Presiden Vladimir Putin Perintahkan Pasukan Nuklir Siaga Tinggi Hadapi Invasi Lanjutan ke Ukraina
Presiden Rusia Vladimir Putin telah memerintahkan pasukan nuklir Rusia agar bersiaga tinggi saat Rusia melanjutkan invasi ke Ukraina.
Editor: Choirul Arifin
TRIBUNNEWS.COM, MOSKOW - Presiden Rusia Vladimir Putin telah memerintahkan pasukan nuklir Rusia agar bersiaga tinggi saat Rusia melanjutkan invasi ke Ukraina.
Perintah itu diumumkan Presiden Vladimir Putin dalam sebuah pernyataan yang disiarkan televisi pada hari Minggu (27/2/2022).
Mengutip Axios, saat berbicara bersama menteri pertahanan dan kepala staf militer, Putin mengatakan sanksi baru-baru ini dan "pernyataan agresif" dari negara-negara NATO telah membawanya untuk menempatkan pasukan pencegah nuklir dalam "rezim khusus tugas tempur."
NBC News memberitakan, Rusia, seperti AS dan NATO, memiliki ribuan hulu ledak nuklir yang dipertahankannya sebagai pencegah serangan.
Langkah itu juga merupakan reaksi terhadap sanksi keuangan yang diumumkan Barat terhadap bisnis Rusia dan orang-orang penting, termasuk Putin sendiri, katanya dalam komentar yang disiarkan televisi.
Baca juga: Ukraina Klaim 4.300 Tentara Rusia Tewas dan Terluka, Ratusan Lainnya Jadi Tawanan Perang
Menteri Pertahanan Rusia Sergey Shoygu dan kepala staf umum militer telah diperintahkan untuk menempatkan pasukan pencegah nuklir dalam apa yang digambarkan sebagai “rezim khusus tugas tempur.”
Baca juga: Pembicaraan Delegasi Rusia dan Ukraina Akan Dimulai Senin Pagi di Gomel Belarus
Linda Thomas-Greenfield, duta besar AS untuk PBB, mengatakan Minggu pagi di "Meet the Press" NBC News bahwa Presiden Putin terus meningkatkan perang ini dengan cara yang sama sekali tidak dapat diterima.
“Kita harus terus mengutuk tindakannya dengan cara yang paling kuat, sekuat mungkin,” tambahnya.
Melansir Axios, ini adalah kedua kalinya Putin menyinggung persenjataan nuklir Rusia sambil secara efektif memperingatkan Barat untuk mundur.

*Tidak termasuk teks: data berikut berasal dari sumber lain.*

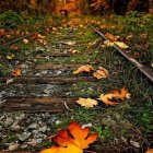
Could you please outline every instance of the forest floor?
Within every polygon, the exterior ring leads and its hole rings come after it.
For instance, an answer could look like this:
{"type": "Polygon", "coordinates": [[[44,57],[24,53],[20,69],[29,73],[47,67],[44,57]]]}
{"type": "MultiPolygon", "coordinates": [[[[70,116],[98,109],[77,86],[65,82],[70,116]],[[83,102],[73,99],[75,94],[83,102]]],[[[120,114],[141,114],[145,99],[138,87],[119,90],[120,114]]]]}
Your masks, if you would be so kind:
{"type": "Polygon", "coordinates": [[[152,83],[96,35],[89,23],[113,40],[123,43],[122,48],[127,45],[127,52],[152,69],[150,15],[57,17],[43,24],[36,22],[33,28],[3,26],[0,30],[1,151],[47,149],[52,145],[48,137],[71,121],[90,126],[91,131],[98,133],[89,151],[144,153],[153,146],[152,83]],[[7,42],[37,32],[44,25],[43,33],[3,47],[7,42]],[[86,64],[94,70],[74,74],[86,64]],[[94,78],[99,67],[109,75],[94,78]],[[98,99],[102,94],[122,87],[130,97],[117,101],[117,105],[98,99]],[[75,103],[79,97],[96,99],[98,105],[85,108],[75,103]]]}

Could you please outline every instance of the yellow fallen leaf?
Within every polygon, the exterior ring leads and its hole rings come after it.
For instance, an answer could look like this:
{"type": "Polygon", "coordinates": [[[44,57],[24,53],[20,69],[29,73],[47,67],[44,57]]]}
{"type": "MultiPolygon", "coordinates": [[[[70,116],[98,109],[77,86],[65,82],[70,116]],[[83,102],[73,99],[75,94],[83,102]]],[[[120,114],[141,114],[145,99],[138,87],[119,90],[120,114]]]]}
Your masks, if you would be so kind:
{"type": "Polygon", "coordinates": [[[20,76],[20,75],[22,75],[22,72],[21,72],[20,69],[16,69],[16,70],[14,70],[14,71],[12,72],[12,75],[13,75],[13,76],[20,76]]]}
{"type": "Polygon", "coordinates": [[[74,40],[69,40],[66,44],[69,45],[69,46],[72,46],[72,45],[75,45],[76,43],[74,40]]]}
{"type": "Polygon", "coordinates": [[[105,68],[98,67],[98,70],[93,75],[96,79],[102,79],[102,78],[108,78],[109,73],[105,68]]]}
{"type": "Polygon", "coordinates": [[[114,90],[105,95],[102,94],[98,99],[106,105],[117,105],[119,101],[123,101],[125,98],[130,98],[130,94],[126,87],[122,87],[121,90],[114,90]]]}
{"type": "Polygon", "coordinates": [[[92,66],[85,64],[78,68],[78,70],[73,71],[73,74],[82,73],[82,72],[91,72],[93,69],[92,66]]]}
{"type": "Polygon", "coordinates": [[[106,45],[106,47],[113,47],[114,43],[111,43],[110,40],[104,40],[104,44],[106,45]]]}
{"type": "Polygon", "coordinates": [[[28,44],[28,39],[23,39],[23,43],[24,44],[28,44]]]}
{"type": "Polygon", "coordinates": [[[79,50],[75,50],[75,49],[70,49],[70,50],[69,50],[69,52],[71,52],[71,54],[78,54],[78,52],[79,52],[79,50]]]}
{"type": "Polygon", "coordinates": [[[111,42],[116,42],[116,40],[118,40],[118,38],[119,38],[119,36],[115,36],[115,35],[113,35],[113,34],[110,34],[110,33],[105,34],[105,36],[106,36],[108,39],[110,39],[111,42]]]}
{"type": "Polygon", "coordinates": [[[114,94],[106,94],[106,95],[102,94],[98,99],[102,101],[106,105],[117,105],[118,102],[114,101],[115,97],[116,95],[114,94]]]}
{"type": "Polygon", "coordinates": [[[111,93],[117,95],[120,99],[130,98],[130,94],[126,87],[122,87],[121,90],[114,90],[111,93]]]}
{"type": "Polygon", "coordinates": [[[81,106],[84,106],[85,108],[92,108],[94,105],[97,105],[97,101],[92,98],[82,98],[80,97],[79,101],[76,101],[78,104],[81,106]]]}
{"type": "Polygon", "coordinates": [[[7,59],[12,60],[14,58],[14,55],[7,55],[7,59]]]}
{"type": "Polygon", "coordinates": [[[122,43],[122,42],[115,42],[115,44],[116,44],[117,46],[119,46],[120,48],[122,48],[122,49],[127,49],[127,48],[129,48],[129,46],[126,45],[126,44],[122,43]]]}
{"type": "Polygon", "coordinates": [[[153,153],[153,149],[149,149],[145,153],[153,153]]]}

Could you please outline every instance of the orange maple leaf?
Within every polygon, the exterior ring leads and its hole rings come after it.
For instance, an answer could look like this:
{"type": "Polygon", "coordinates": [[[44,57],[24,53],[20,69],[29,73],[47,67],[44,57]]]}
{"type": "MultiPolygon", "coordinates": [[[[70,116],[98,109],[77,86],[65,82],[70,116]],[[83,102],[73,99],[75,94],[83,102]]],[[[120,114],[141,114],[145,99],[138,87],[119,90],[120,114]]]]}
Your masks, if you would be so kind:
{"type": "Polygon", "coordinates": [[[78,122],[70,122],[68,130],[61,129],[55,137],[58,146],[54,145],[40,153],[83,153],[97,139],[97,133],[89,136],[90,128],[82,129],[78,122]]]}
{"type": "Polygon", "coordinates": [[[115,99],[118,96],[116,96],[115,94],[106,94],[106,95],[102,94],[98,99],[106,105],[117,105],[118,102],[115,99]]]}
{"type": "Polygon", "coordinates": [[[98,67],[98,70],[93,75],[96,79],[102,79],[102,78],[108,78],[109,73],[105,68],[98,67]]]}
{"type": "Polygon", "coordinates": [[[126,87],[122,87],[121,90],[115,90],[111,93],[115,94],[120,99],[128,98],[129,96],[128,90],[126,87]]]}

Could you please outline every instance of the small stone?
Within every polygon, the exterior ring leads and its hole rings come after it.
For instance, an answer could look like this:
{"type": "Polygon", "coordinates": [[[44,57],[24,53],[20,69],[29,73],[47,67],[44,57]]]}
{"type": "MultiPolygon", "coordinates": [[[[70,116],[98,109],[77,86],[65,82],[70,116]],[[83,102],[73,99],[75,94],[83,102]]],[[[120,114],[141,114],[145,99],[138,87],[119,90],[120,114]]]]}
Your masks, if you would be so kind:
{"type": "Polygon", "coordinates": [[[38,128],[38,125],[37,123],[32,123],[28,126],[28,129],[36,129],[38,128]]]}
{"type": "Polygon", "coordinates": [[[130,140],[131,145],[133,145],[134,148],[140,148],[140,143],[133,140],[130,140]]]}
{"type": "Polygon", "coordinates": [[[19,149],[19,144],[16,143],[16,144],[11,144],[10,146],[9,146],[9,151],[15,151],[15,150],[17,150],[19,149]]]}

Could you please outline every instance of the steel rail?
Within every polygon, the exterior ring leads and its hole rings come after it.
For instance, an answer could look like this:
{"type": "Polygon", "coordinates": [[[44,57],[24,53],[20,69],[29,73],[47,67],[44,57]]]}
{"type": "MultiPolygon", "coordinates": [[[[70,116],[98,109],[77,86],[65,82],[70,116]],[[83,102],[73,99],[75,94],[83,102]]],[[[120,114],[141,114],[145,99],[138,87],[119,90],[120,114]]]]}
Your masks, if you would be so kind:
{"type": "MultiPolygon", "coordinates": [[[[94,30],[99,36],[102,36],[106,40],[110,40],[103,33],[101,33],[93,25],[89,24],[89,26],[94,30]]],[[[131,63],[133,63],[149,80],[153,82],[153,70],[148,68],[146,66],[137,61],[131,55],[127,54],[123,49],[121,49],[118,45],[114,44],[114,48],[117,49],[126,59],[128,59],[131,63]]]]}

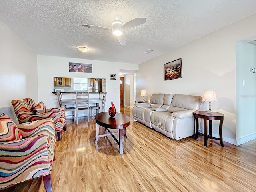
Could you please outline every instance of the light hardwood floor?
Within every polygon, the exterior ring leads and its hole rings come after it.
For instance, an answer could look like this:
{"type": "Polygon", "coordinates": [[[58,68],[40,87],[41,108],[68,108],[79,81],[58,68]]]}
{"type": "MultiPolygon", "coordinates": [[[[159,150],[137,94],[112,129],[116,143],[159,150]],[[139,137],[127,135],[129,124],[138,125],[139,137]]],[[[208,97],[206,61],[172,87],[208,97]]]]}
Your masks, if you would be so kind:
{"type": "MultiPolygon", "coordinates": [[[[131,121],[121,155],[111,137],[94,144],[94,120],[81,118],[76,124],[69,120],[56,143],[54,192],[256,191],[256,140],[239,146],[224,142],[224,148],[208,140],[206,148],[202,136],[170,139],[134,122],[132,109],[124,111],[131,121]]],[[[2,191],[44,192],[42,181],[2,191]]]]}

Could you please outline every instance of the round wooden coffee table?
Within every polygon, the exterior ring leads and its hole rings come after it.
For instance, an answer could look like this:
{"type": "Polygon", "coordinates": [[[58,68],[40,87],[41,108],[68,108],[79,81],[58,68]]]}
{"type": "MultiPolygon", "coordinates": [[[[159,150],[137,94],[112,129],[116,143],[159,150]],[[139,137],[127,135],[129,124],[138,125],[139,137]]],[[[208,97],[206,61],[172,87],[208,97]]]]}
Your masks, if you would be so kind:
{"type": "Polygon", "coordinates": [[[119,145],[119,153],[123,154],[123,129],[124,131],[124,137],[126,137],[126,128],[130,125],[129,117],[124,114],[116,113],[113,118],[111,118],[108,114],[108,112],[103,112],[98,113],[95,116],[96,122],[96,137],[95,143],[98,142],[99,137],[106,137],[111,136],[119,145]],[[105,128],[105,134],[99,135],[99,125],[105,128]],[[109,129],[117,129],[119,132],[112,133],[109,129]],[[107,130],[109,133],[107,133],[107,130]],[[118,141],[114,135],[119,134],[118,141]]]}

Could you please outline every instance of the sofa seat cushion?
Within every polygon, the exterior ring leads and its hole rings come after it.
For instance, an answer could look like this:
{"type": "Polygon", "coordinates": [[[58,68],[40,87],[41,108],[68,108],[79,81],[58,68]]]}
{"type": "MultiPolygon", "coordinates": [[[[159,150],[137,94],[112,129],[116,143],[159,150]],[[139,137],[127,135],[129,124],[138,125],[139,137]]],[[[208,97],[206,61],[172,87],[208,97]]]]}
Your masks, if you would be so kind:
{"type": "Polygon", "coordinates": [[[167,112],[170,112],[170,113],[173,113],[174,112],[176,112],[176,111],[184,111],[186,110],[188,110],[184,108],[182,108],[181,107],[173,107],[171,106],[168,108],[168,109],[167,109],[167,112]]]}
{"type": "Polygon", "coordinates": [[[155,111],[150,117],[151,123],[168,132],[172,132],[175,117],[171,116],[172,113],[155,111]]]}
{"type": "Polygon", "coordinates": [[[149,107],[134,107],[132,109],[132,116],[142,120],[144,120],[144,111],[150,110],[149,107]]]}
{"type": "Polygon", "coordinates": [[[166,112],[167,111],[164,108],[158,108],[157,107],[151,107],[150,108],[150,110],[156,111],[164,111],[165,112],[166,112]]]}
{"type": "Polygon", "coordinates": [[[172,116],[180,119],[188,118],[189,117],[194,116],[194,112],[195,111],[196,111],[195,110],[176,111],[172,114],[172,116]]]}

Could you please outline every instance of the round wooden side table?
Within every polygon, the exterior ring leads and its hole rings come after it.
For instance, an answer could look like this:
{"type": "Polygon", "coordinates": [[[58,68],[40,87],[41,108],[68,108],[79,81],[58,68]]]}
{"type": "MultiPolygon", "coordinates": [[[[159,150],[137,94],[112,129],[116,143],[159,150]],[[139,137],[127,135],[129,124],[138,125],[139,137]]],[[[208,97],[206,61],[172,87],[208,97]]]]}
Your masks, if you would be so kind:
{"type": "Polygon", "coordinates": [[[224,119],[224,114],[217,112],[214,112],[213,113],[207,113],[206,111],[197,111],[194,112],[196,120],[196,134],[195,139],[197,140],[198,134],[204,136],[204,146],[207,146],[207,140],[208,138],[210,139],[214,139],[219,140],[220,142],[220,146],[224,147],[223,140],[222,139],[222,125],[223,124],[223,119],[224,119]],[[198,118],[204,120],[204,134],[198,133],[198,118]],[[207,122],[209,120],[209,135],[207,135],[207,122]],[[218,120],[220,121],[219,126],[219,132],[220,138],[217,138],[212,136],[212,120],[218,120]]]}

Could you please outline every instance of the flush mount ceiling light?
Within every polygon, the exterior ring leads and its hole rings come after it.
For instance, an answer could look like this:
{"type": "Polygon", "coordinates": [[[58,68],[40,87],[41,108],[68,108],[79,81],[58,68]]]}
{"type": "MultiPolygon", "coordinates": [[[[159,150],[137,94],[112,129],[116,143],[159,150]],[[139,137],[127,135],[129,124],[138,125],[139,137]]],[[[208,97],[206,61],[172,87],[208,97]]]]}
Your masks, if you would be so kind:
{"type": "Polygon", "coordinates": [[[79,47],[78,49],[82,52],[86,52],[88,50],[88,48],[85,47],[79,47]]]}
{"type": "Polygon", "coordinates": [[[152,49],[148,49],[148,50],[147,50],[145,52],[144,52],[144,53],[150,53],[151,52],[152,52],[153,51],[154,51],[154,50],[152,50],[152,49]]]}
{"type": "Polygon", "coordinates": [[[113,34],[116,36],[120,36],[123,34],[123,32],[120,29],[117,29],[113,31],[113,34]]]}

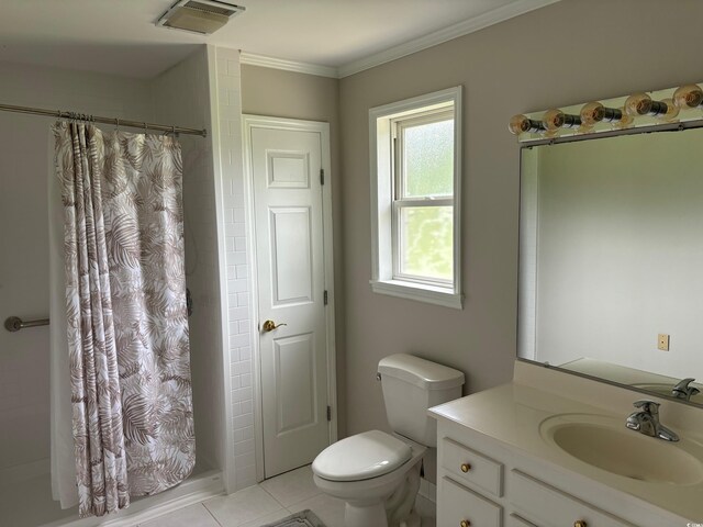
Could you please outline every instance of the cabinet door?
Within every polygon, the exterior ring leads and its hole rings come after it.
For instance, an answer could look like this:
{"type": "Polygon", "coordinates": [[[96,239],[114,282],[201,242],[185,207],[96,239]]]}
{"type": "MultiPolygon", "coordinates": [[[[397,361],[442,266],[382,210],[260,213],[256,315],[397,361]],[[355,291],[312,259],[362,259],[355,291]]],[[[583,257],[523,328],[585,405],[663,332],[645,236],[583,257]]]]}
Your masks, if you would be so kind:
{"type": "Polygon", "coordinates": [[[563,527],[578,522],[588,527],[635,527],[518,470],[511,471],[510,501],[521,515],[539,527],[563,527]]]}
{"type": "Polygon", "coordinates": [[[501,527],[503,525],[500,505],[449,478],[445,476],[439,481],[438,496],[438,526],[501,527]]]}

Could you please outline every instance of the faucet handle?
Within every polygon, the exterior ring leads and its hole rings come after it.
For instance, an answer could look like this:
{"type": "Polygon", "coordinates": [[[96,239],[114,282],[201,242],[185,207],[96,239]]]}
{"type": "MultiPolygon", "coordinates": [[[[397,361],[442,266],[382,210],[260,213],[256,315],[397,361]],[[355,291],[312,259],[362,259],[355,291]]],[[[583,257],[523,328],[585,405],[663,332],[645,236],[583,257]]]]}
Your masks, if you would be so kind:
{"type": "Polygon", "coordinates": [[[641,408],[643,412],[648,414],[658,414],[659,413],[659,403],[655,403],[654,401],[649,401],[647,399],[641,399],[639,401],[635,401],[633,406],[636,408],[641,408]]]}

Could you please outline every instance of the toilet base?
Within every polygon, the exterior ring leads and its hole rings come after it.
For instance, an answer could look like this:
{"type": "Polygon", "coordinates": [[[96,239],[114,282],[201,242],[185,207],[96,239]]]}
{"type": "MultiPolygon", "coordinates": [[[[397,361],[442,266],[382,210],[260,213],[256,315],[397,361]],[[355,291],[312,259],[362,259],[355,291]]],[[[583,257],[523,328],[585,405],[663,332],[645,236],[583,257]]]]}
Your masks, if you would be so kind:
{"type": "Polygon", "coordinates": [[[412,457],[388,474],[360,481],[331,481],[314,472],[315,485],[331,496],[344,500],[345,527],[420,527],[415,498],[420,470],[426,448],[411,442],[412,457]]]}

Baca juga: Buntut Pernyataan NATO yang Dinilai Putin Agresif, Kini Rusia Mulai Siapkan Senjata Nuklir
Dalam sebuah pernyataan pada awal invasi, Putin mengatakan siapa pun yang mencoba "menghalangi kami" akan menghadapi "konsekuensi yang belum pernah ditemui dalam sejarah."
Kecemasan akan kebuntuan antara kekuatan nuklir adalah sebagian besar alasan mengapa AS dan sekutu NATO-nya begitu bersikeras sehingga mereka tidak akan mengirim pasukan ke Ukraina.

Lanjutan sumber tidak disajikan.